A Philosophical Introduction to Language Models -- Part I: Continuity With Classic Debates
Raphaël Millière, Cameron Buckner
TL;DR
The paper addresses whether large language models instantiate genuine linguistic and cognitive competence or merely mimic sophisticated behavior. It surveys historical foundations and transformer architectures, framing the discussion around core philosophical issues: compositionality, language acquisition, grounding, world representations, and cultural transmission, while warning against misapplied reductive inferences. It finds that LLMs challenge several traditional assumptions and exhibit notable generalization and learning-from-context capabilities, yet robust semantic grounding and stable communicative intentions remain unresolved. The work argues for empirically grounded inquiry into internal representations and world-model-like knowledge, setting the stage for Part II’s empirical probing and new philosophical questions.
Abstract
Large language models like GPT-4 have achieved remarkable proficiency in a broad spectrum of language-based tasks, some of which are traditionally associated with hallmarks of human intelligence.
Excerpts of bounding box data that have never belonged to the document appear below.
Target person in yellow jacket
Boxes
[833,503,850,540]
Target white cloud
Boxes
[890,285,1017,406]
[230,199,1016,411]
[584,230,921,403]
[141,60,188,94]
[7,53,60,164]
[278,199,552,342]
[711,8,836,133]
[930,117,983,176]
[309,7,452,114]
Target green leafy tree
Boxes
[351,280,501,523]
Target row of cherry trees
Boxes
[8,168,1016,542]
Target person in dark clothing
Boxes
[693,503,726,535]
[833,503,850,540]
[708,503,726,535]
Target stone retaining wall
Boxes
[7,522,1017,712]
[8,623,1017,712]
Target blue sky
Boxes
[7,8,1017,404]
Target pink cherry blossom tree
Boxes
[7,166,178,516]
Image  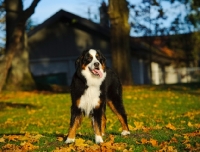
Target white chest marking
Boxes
[79,86,101,116]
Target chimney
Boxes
[99,1,109,26]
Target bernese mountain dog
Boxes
[65,49,130,144]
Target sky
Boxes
[24,0,142,24]
[0,0,188,46]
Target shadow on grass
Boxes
[0,101,38,110]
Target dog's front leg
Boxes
[65,106,82,144]
[92,109,103,144]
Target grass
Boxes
[0,84,200,152]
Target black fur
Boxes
[65,50,129,144]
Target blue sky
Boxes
[24,0,142,24]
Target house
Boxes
[28,10,198,85]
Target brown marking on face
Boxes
[101,63,106,72]
[107,101,129,131]
[68,116,82,139]
[81,64,87,70]
[76,98,81,107]
[101,114,106,135]
[95,100,102,109]
[93,120,102,136]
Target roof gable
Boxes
[28,9,110,37]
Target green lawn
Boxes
[0,84,200,152]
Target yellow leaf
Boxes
[134,121,144,130]
[57,137,63,141]
[141,138,148,144]
[0,137,5,143]
[188,121,193,127]
[149,138,158,147]
[165,123,176,130]
[75,138,88,147]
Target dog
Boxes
[65,49,130,144]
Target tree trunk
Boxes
[108,0,133,85]
[0,0,40,92]
[5,33,36,90]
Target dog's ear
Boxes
[75,55,83,69]
[97,50,106,64]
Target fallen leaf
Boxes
[0,137,5,143]
[165,123,176,130]
[75,138,88,147]
[149,138,158,147]
[141,138,148,144]
[57,137,63,141]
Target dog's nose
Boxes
[94,62,99,68]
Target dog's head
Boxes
[76,49,106,78]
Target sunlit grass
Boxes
[0,84,200,151]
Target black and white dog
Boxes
[65,49,130,144]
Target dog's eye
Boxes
[87,56,92,61]
[96,55,100,60]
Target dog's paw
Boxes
[121,130,130,136]
[65,138,75,144]
[95,135,103,144]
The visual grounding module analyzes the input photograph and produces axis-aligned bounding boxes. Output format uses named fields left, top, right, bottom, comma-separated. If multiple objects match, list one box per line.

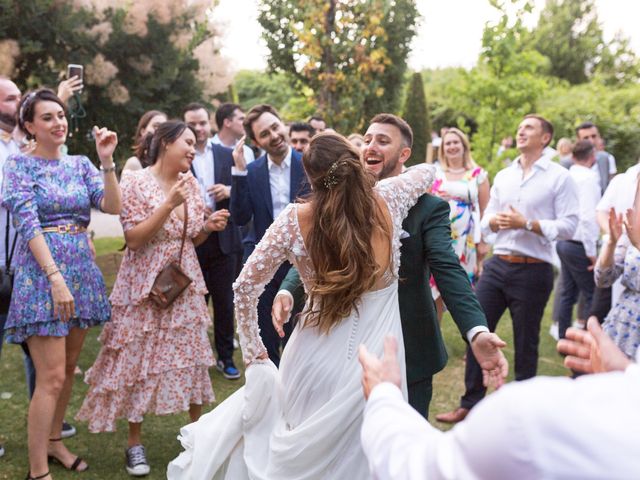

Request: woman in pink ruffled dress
left=77, top=121, right=229, bottom=476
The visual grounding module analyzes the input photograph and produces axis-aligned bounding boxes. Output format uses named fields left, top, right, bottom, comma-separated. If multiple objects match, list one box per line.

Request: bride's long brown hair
left=302, top=133, right=391, bottom=333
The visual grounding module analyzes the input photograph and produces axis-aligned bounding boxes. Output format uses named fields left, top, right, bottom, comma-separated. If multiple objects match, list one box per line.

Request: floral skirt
left=76, top=289, right=215, bottom=432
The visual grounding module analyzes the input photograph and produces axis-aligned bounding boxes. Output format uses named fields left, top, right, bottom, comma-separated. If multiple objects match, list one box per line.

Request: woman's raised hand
left=50, top=272, right=76, bottom=322
left=204, top=209, right=230, bottom=232
left=167, top=175, right=189, bottom=209
left=93, top=127, right=118, bottom=168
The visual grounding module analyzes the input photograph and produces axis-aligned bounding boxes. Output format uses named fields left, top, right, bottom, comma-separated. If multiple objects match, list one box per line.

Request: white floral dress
left=595, top=234, right=640, bottom=358
left=167, top=165, right=434, bottom=480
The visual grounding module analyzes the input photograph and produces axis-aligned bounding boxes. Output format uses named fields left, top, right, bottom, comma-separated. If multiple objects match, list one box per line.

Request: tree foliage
left=532, top=0, right=640, bottom=85
left=258, top=0, right=417, bottom=132
left=402, top=72, right=431, bottom=165
left=0, top=0, right=228, bottom=160
left=458, top=1, right=549, bottom=174
left=533, top=0, right=604, bottom=84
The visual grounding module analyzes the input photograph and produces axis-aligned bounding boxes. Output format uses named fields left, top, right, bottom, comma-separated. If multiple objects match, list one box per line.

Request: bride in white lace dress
left=167, top=133, right=434, bottom=480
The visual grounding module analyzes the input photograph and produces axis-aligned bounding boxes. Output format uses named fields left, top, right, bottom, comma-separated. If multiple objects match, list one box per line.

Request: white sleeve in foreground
left=361, top=383, right=445, bottom=480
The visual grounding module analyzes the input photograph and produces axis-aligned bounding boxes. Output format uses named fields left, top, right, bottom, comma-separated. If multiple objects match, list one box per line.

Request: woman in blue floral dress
left=2, top=89, right=122, bottom=480
left=595, top=192, right=640, bottom=358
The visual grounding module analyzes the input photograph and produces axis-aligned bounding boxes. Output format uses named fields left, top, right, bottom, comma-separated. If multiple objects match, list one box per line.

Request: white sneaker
left=549, top=322, right=560, bottom=342
left=124, top=445, right=151, bottom=477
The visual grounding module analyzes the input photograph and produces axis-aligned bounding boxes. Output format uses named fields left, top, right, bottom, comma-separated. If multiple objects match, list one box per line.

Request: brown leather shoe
left=436, top=407, right=469, bottom=423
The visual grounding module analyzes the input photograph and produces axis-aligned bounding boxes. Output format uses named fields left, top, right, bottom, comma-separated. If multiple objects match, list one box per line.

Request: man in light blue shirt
left=436, top=115, right=578, bottom=423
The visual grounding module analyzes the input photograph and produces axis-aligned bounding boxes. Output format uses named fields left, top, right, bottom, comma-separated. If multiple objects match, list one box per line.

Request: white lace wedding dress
left=167, top=164, right=434, bottom=480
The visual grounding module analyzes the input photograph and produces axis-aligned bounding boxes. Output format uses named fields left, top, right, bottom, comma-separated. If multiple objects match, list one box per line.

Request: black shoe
left=124, top=445, right=151, bottom=477
left=216, top=360, right=240, bottom=380
left=60, top=421, right=78, bottom=438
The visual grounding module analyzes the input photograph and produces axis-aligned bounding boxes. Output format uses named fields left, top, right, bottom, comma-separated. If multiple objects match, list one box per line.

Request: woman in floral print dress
left=2, top=89, right=121, bottom=480
left=430, top=128, right=489, bottom=318
left=77, top=121, right=229, bottom=476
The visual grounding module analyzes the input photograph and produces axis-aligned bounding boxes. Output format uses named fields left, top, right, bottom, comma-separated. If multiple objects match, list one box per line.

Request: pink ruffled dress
left=76, top=168, right=214, bottom=432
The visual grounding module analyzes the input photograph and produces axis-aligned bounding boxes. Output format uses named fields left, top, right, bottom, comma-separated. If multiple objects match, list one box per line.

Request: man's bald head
left=0, top=76, right=20, bottom=131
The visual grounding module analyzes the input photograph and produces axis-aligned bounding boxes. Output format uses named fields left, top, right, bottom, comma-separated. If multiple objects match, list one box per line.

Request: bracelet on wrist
left=47, top=268, right=60, bottom=279
left=41, top=262, right=60, bottom=277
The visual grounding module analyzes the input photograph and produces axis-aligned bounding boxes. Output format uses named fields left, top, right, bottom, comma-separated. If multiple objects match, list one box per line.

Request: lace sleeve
left=233, top=205, right=295, bottom=364
left=593, top=234, right=630, bottom=288
left=376, top=163, right=436, bottom=219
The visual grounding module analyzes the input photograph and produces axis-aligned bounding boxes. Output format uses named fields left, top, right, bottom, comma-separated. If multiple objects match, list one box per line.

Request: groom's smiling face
left=362, top=123, right=411, bottom=180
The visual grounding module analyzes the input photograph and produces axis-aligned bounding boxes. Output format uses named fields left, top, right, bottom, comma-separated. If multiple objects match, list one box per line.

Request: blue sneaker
left=216, top=360, right=240, bottom=380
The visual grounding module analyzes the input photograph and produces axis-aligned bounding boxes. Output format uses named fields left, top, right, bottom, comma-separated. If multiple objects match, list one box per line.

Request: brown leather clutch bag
left=149, top=201, right=192, bottom=308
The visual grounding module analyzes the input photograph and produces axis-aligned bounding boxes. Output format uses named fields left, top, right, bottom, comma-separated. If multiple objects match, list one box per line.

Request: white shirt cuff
left=274, top=288, right=295, bottom=323
left=368, top=382, right=404, bottom=402
left=538, top=220, right=558, bottom=242
left=480, top=214, right=496, bottom=243
left=467, top=325, right=489, bottom=345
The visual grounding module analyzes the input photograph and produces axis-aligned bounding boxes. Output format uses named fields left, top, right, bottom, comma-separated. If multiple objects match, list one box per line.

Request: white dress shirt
left=481, top=152, right=579, bottom=263
left=361, top=354, right=640, bottom=480
left=569, top=164, right=600, bottom=257
left=192, top=140, right=216, bottom=209
left=0, top=135, right=20, bottom=266
left=211, top=133, right=256, bottom=165
left=267, top=147, right=291, bottom=218
left=597, top=164, right=640, bottom=214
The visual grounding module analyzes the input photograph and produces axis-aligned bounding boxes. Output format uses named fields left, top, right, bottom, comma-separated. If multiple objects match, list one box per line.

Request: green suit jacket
left=281, top=194, right=487, bottom=384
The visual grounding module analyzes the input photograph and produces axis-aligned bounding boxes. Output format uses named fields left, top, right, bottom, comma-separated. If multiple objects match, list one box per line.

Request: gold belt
left=42, top=223, right=87, bottom=235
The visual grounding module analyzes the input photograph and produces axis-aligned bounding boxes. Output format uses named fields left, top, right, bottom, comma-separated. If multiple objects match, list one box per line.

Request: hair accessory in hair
left=18, top=92, right=36, bottom=123
left=323, top=160, right=341, bottom=190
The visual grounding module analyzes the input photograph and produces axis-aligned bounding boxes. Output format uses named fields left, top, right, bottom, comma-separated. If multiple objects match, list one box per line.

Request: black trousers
left=460, top=256, right=553, bottom=409
left=197, top=232, right=239, bottom=361
left=556, top=240, right=596, bottom=338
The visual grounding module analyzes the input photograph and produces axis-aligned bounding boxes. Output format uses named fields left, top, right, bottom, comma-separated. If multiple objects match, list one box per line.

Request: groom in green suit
left=272, top=113, right=507, bottom=418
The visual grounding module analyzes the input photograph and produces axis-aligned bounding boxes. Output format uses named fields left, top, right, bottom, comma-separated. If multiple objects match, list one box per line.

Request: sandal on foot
left=25, top=472, right=49, bottom=480
left=47, top=438, right=89, bottom=473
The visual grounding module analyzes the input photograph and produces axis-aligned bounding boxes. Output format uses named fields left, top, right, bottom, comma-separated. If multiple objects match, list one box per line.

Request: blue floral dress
left=595, top=234, right=640, bottom=358
left=2, top=154, right=111, bottom=343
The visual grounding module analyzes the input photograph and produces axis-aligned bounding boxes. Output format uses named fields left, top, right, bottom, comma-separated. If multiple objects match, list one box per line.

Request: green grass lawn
left=0, top=242, right=567, bottom=480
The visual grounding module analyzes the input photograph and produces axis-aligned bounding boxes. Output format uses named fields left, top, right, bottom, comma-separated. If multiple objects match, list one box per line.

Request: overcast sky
left=215, top=0, right=640, bottom=70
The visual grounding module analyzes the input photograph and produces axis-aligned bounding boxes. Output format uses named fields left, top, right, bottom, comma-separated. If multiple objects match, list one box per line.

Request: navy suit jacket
left=191, top=143, right=242, bottom=255
left=231, top=149, right=309, bottom=243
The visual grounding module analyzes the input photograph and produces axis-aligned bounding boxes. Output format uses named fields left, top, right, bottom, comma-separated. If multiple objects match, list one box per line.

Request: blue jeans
left=556, top=240, right=596, bottom=338
left=0, top=313, right=7, bottom=356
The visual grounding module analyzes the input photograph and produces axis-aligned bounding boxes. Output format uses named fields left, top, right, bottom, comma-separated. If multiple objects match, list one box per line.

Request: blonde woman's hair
left=438, top=127, right=478, bottom=170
This has prompted ongoing disagreements about the extent to which we can meaningfully ascribe any kind of linguistic or cognitive competence to language models. Such questions have deep philosophical roots, echoing longstanding debates about the status of artificial neural networks as cognitive models. This article -- the first part of two companion papers -- serves both as a primer on language models for philosophers, and as an opinionated survey of their significance in relation to classic debates in the philosophy cognitive science, artificial intelligence, and linguistics. We cover topics such as compositionality, language acquisition, semantic competence, grounding, world models, and the transmission of cultural knowledge. We argue that the success of language models challenges several long-held assumptions about artificial neural networks. However, we also highlight the need for further empirical investigation to better understand their internal mechanisms. This sets the stage for the companion paper (Part II), which turns to novel empirical methods for probing the inner workings of language models, and new philosophical questions prompted by their latest developments.